Você provavelmente é um deles.
Não é achismo. É estudo.
O HIM Study acompanhou 2.162 homens acima de 45 anos em consultórios de clínica geral.
38,7% tinham testosterona total abaixo de 300 ng/dL.
Quase 4 em cada 10.
(Mulligan T. et al., Int J Clin Pract, 2006)
O pior nem é a prevalência.
No mesmo estudo, de 836 homens com testosterona baixa, apenas 80 estavam em tratamento.
Menos de 10%.
A literatura confirma: menos de 10% dos homens com deficiência de testosterona recebem tratamento.
O resto? Segue achando que é “idade”.
Por que ninguém mede
Porque os sintomas foram normalizados.
✗ “Cansaço é da rotina” ✗ “Barriga é da idade” ✗ “Libido cai mesmo depois dos 40” ✗ “Sono ruim é do estresse”

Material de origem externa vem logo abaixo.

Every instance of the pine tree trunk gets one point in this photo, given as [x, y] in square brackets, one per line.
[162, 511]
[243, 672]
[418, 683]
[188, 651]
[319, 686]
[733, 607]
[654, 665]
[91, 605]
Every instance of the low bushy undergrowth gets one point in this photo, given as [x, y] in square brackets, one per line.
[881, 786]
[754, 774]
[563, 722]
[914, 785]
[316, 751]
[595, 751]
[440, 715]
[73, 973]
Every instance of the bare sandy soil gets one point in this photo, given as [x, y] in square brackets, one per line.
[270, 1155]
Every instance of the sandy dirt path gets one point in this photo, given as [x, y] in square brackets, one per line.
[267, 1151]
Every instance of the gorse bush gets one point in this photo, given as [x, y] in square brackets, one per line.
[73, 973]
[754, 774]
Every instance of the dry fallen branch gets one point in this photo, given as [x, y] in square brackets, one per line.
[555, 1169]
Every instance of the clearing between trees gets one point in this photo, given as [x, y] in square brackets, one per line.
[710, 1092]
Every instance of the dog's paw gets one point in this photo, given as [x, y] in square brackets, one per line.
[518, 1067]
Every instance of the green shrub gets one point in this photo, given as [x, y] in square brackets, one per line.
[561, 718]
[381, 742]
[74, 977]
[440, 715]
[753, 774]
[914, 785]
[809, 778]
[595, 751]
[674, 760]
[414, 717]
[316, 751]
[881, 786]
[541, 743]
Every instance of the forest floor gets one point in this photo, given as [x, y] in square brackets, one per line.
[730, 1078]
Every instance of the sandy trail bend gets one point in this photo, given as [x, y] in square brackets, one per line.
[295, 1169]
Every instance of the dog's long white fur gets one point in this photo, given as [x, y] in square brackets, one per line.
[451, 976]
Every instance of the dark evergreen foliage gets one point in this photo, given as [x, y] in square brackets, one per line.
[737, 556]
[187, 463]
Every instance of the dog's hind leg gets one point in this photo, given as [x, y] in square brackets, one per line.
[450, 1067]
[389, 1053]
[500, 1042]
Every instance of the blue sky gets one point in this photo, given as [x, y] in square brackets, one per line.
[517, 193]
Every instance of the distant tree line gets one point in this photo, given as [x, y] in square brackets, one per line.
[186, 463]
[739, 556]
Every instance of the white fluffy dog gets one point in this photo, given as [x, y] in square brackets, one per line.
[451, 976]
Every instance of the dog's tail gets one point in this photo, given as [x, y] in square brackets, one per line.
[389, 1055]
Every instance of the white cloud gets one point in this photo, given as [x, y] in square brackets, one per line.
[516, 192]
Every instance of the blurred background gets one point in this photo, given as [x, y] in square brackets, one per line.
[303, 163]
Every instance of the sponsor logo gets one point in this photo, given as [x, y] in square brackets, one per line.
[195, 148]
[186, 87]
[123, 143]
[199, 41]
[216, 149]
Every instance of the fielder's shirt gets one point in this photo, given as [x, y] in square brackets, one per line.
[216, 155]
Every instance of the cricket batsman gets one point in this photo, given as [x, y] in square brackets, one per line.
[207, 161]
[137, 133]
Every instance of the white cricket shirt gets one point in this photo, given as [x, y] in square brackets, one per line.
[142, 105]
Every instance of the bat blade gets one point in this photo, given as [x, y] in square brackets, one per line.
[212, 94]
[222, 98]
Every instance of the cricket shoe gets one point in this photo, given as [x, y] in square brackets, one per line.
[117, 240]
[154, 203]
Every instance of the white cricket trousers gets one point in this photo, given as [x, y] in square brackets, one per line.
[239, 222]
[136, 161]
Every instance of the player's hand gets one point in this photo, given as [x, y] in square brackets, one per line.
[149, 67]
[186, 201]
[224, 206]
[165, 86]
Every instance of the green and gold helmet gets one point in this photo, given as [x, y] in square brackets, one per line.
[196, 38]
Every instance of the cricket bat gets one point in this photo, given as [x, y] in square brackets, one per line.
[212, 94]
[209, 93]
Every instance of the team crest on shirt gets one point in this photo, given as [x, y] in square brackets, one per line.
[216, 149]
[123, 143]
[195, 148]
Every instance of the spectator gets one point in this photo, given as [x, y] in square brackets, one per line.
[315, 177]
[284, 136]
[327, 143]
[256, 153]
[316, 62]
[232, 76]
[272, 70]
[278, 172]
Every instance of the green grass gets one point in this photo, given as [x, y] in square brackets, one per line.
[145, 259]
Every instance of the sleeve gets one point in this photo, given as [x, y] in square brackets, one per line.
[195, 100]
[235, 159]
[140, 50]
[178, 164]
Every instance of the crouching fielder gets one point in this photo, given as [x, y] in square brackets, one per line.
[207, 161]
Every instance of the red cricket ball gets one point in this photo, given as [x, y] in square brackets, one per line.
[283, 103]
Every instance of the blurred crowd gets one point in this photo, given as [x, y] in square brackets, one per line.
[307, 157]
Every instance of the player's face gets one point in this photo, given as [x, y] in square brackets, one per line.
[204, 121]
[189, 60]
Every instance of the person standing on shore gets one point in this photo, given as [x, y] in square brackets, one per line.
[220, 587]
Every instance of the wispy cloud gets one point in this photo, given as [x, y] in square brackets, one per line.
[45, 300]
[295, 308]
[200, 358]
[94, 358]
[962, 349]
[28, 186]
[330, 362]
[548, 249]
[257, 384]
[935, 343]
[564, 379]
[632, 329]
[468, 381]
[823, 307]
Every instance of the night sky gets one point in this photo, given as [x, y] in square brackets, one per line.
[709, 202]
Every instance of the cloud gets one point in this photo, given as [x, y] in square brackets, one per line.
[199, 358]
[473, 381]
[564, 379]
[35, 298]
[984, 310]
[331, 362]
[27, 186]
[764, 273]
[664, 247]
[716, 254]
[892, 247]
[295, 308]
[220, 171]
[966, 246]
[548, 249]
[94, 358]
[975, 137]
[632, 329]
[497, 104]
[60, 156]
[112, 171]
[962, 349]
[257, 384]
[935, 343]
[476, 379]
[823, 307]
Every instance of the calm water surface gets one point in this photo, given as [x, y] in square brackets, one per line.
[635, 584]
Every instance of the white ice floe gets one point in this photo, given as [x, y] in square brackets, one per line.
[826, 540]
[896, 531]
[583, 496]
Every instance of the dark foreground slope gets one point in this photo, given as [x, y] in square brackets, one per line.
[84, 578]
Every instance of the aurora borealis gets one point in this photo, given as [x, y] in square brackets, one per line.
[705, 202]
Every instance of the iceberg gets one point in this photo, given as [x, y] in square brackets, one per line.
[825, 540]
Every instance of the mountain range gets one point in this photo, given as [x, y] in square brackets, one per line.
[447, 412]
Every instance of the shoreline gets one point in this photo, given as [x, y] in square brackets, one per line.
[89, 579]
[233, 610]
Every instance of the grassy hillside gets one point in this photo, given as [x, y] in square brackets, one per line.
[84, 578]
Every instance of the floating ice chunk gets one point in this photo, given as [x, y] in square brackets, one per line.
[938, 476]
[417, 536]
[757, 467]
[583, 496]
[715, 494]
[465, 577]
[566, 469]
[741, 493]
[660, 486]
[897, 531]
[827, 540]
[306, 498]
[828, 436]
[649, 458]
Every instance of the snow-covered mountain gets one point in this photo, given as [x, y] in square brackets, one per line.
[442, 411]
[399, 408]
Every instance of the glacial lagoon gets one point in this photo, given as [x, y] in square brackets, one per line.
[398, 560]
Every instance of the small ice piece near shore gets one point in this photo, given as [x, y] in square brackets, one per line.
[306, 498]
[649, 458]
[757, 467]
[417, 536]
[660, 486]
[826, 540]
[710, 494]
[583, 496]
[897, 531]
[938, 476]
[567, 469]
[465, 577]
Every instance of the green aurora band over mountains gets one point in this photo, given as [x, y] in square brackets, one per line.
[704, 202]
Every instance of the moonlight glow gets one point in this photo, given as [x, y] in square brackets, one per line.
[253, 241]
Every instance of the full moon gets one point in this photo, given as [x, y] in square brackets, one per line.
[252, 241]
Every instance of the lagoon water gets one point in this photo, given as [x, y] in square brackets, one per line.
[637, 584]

Tudo isso pode ser verdade.
Ou pode ser um exame de R$ 40 que ninguém pediu.
O checklist
Marque quantos você tem:
☐ Cansaço que não passa com descanso ☐ Queda de libido ☐ Perda de massa muscular mesmo treinando ☐ Gordura abdominal resistente ☐ Irritabilidade / humor deprimido ☐ Dificuldade de concentração ☐ Sono não reparador
3 ou mais? Você tem indicação de investigar.
Por que importa
Testosterona baixa não é só estética.
No HIM Study, a chance de ter testosterona baixa era:
- 2,4x maior com obesidade
- 2,1x maior com diabetes
- 1,8x maior com hipertensão
Estudos epidemiológicos mostram mortalidade aumentada em homens com testosterona baixa.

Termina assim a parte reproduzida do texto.